Jean-Jacques Beineix, the director of the film 37°2 in the morning, released in 1986, died Thursday at the age of 75, announced his brother, Jean-Claude, Friday, January 14, at Agence France-Presse. He died at his Paris home following a long illness.
For some, Beineix will remain the director of Diva (1981), then The Moon in the Gutter (1983), who made him famous. He remembered above all having been insulted at Cannes for this last film. But most will remember 37°2 in the morning, adaptation of the novel by Philippe Djian, with Jean-Hugues Anglade and Béatrice Dalle. Nominated nine times for the Césars, 37°2 in the morning had been nominated for the Oscar for best foreign film. The film was seen by 3.6 million viewers in theaters and has since achieved cult status.
Several failures
Born in Paris, Jean-Jacques Beineix began studying medicine before preparing for the prestigious Idhec film school (now Femis), which he just missed.
His first projects lead him to advertising. In particular, he will produce the multi-broadcast anti-AIDS spot It won’t pass by me. After several projects, he decides to leave the industry. “It’s good to put your talent at the service of causes”, and advertising, “it was not causes”, he will explain.
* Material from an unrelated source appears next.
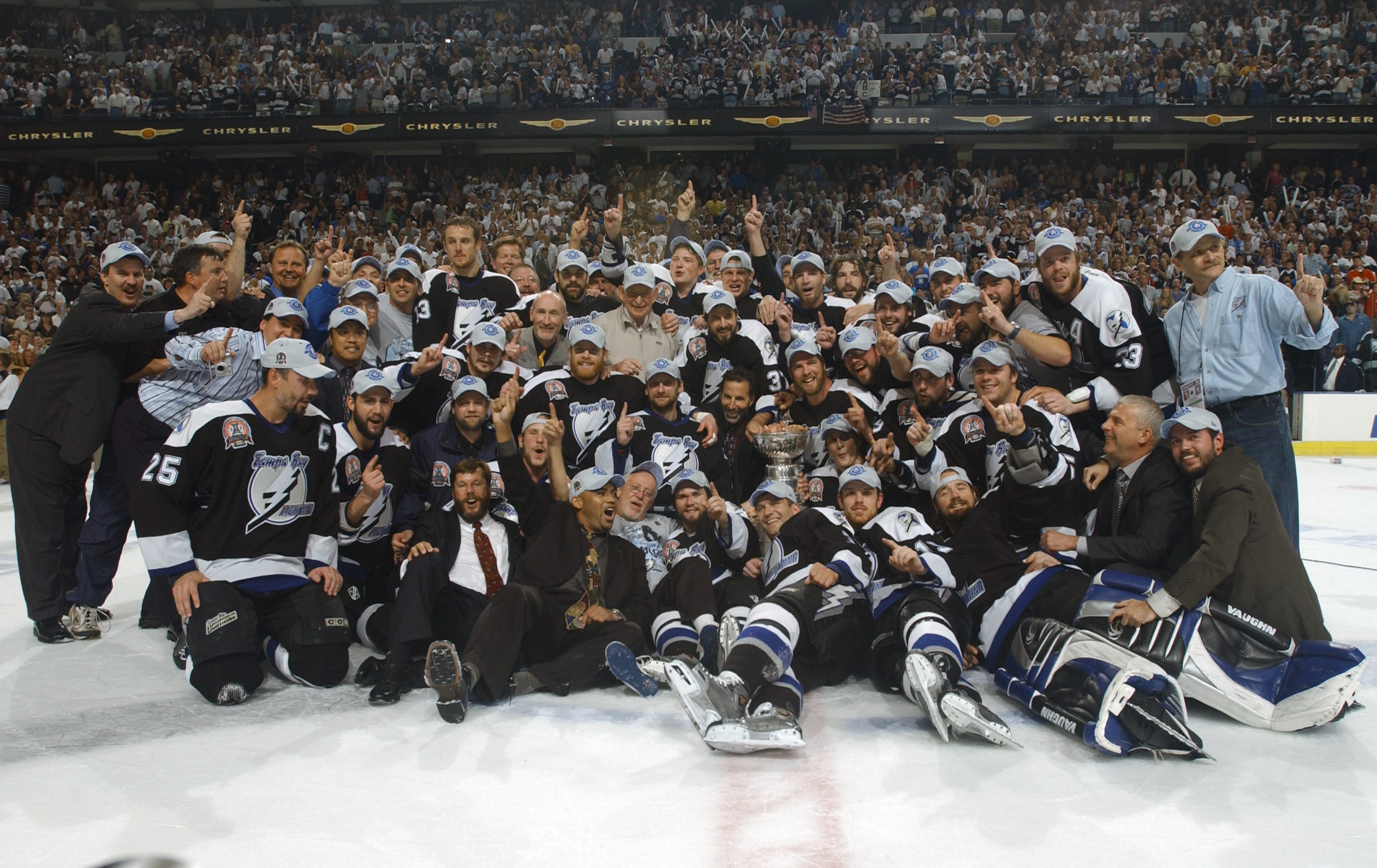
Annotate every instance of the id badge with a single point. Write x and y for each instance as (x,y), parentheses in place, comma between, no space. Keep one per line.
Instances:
(1193,392)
After 37°2 in the morning will follow several films, all failures, including Roselyne and the lions. In 2001, after nine years of absence, he returned with Deadly Transfer, a complete critical and commercial failure. He declares, moreover, that this film strongly indebted him.
This will be the last of his six feature films, followed by television documentaries (The Children of Romania, Place Clichy without complexes…), under the banner of his production company, Cargos Films.
“A notch, a style, a method”
“Zorg and Betty are orphans”, reacted on Instagram Béatrice Dalle, remembering the shooting as one “of the most beautiful pages of my life”. ” I love you “, she wrote again for the director who disappeared.
Actress Romane Bohringer, whose father, Richard, landed one of his first film roles in Diva, also meant ” thank you “ to the director: “This film has indeed changed our lives and marked my childhood. I keep a dazzled memory of it. »
Beineix had “a guts, a style, a method, the grand assurance of the stubborn”, greeted the former president of the Cannes Film Festival Gilles Jacob.
A sign of Jean-Jacques Beineix’s eclecticism, the director and former porn actress who became a feminist activist, Ovidie, said she was very “saddened” by the death of him who had it “on track” while producing his first documentary, before they fell out.